La sede pisana di Confesercenti

Le piccole e medie aziende pisane della ristorazione collettiva e servizi si sono ritrovate nei giorni scorsi presso la sede di Confesercenti Toscana Nord per fare il punto su una serie di problemi che stanno opprimendo il settore e sui quali spesso si gioca la possibilità di aggiudicarsi una gara.

“Settore che nella nostra provincia occupa diverse centinaia di persone – ha spiegato il direttore Marco Sbrana – e che risente giorno dopo giorno di una concorrenza spietata delle grandi aziende che sfruttano bandi di assegnazione degli appalti, sempre più difficili ed onerosi da sostenere da parte delle realtà medio - piccole. La nostra è stato il primo passo di un percorso che punta a costituire un sindacato di categoria a tutela di queste aziende”.

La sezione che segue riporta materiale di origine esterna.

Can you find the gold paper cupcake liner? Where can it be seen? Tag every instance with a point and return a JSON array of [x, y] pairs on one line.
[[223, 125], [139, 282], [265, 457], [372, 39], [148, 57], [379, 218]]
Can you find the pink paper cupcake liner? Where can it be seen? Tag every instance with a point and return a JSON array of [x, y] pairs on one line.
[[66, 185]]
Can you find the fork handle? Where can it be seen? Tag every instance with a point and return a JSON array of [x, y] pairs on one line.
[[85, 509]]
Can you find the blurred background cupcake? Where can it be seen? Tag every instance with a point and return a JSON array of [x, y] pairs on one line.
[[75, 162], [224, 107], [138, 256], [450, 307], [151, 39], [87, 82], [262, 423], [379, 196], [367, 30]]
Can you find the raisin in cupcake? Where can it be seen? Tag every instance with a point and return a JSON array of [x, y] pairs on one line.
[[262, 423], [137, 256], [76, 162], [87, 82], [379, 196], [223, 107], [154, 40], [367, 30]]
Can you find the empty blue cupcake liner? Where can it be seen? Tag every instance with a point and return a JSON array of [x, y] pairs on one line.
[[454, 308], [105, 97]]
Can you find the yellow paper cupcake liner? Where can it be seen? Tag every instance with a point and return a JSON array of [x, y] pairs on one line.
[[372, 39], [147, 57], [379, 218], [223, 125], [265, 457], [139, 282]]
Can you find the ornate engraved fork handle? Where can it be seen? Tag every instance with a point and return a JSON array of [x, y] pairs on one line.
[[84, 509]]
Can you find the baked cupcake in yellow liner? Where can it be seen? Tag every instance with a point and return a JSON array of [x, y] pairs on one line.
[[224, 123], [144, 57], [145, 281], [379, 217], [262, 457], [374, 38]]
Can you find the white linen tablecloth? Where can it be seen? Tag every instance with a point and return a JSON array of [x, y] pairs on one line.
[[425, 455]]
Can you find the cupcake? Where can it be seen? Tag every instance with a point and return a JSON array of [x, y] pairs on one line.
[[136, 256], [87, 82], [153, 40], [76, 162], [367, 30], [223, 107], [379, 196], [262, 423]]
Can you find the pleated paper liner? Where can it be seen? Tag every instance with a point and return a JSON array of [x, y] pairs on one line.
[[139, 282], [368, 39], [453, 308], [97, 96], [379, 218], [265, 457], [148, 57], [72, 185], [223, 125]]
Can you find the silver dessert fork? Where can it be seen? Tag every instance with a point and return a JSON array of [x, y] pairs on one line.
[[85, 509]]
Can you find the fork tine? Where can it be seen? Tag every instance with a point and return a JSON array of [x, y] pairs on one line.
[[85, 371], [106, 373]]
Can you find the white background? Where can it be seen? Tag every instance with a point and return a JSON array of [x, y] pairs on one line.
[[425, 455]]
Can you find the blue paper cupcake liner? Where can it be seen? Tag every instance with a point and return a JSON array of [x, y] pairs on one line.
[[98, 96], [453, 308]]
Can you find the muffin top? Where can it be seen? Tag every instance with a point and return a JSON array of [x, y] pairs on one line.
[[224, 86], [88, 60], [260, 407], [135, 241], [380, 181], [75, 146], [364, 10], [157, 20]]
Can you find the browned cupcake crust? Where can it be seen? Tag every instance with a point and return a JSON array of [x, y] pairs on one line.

Dall’incontro sono emerse diverse criticità, aggiunge Stefano Campazzi dirigente Confesercenti Toscana Nord: “Le gare che si trovano ad affrontare queste aziende vedono come principale criterio il massimo ribasso. Massimo ribasso che però deve prevedere richieste sempre più specifiche come ad esempio prodotti biologici, igp, dop, filiera corta, materiali riciclabili, classi energetiche, ecc.

Condizioni evidentemente che mettono in difficoltà le piccole realtà perché non riescono a sostenere i costi generali che pesano sull’impresa. Bandi in molti casi scritti con il “sistema del copia e incolla” senza alcun confronto preventivo con chi rappresenta le aziende partecipanti e che non tengono conto che giocando sempre di più al ribasso si rischia di compromettere la qualità del prodotto o di favorire sempre comunque le grandi aziende di fuori provincia.

Se a questo si aggiungono poi i continui investimenti richiesti alle imprese della ristorazione e dei servizi, una spending rewieu girata sulle imprese anziché essere applicata alle stesse amministrazioni, ecco spiegato un appiattimento e allineamento generalizzato verso il basso di un settore sempre più in mano alle grandi realtà”. Secondo le aziende pisane, ci sono poi voci nei bandi che non dovrebbero essere contemplate perché al di fuori del servizio di ristorazione inteso come pasti vedi i beni di consumo non inerenti alla ristorazione.

Ultima considerazione – conclude Sbrana – la presenza sempre più frequente di associazioni temporanee di imprese costituite dai soliti soggetti e che puntualmente vincono, per loro fortuna, molti dei bandi pubblicati. Per tutte queste ragioni, oggetto di una riflessione comune, abbiamo deciso di ritrovarci a breve per fare nuovamente il punto della situazione e mettere a punto una serie di richieste da sottoporre ai Comuni e alle Pubbliche Amministrazioni della provincia in vista della pubblicazione dei nuovi bandi di gara”.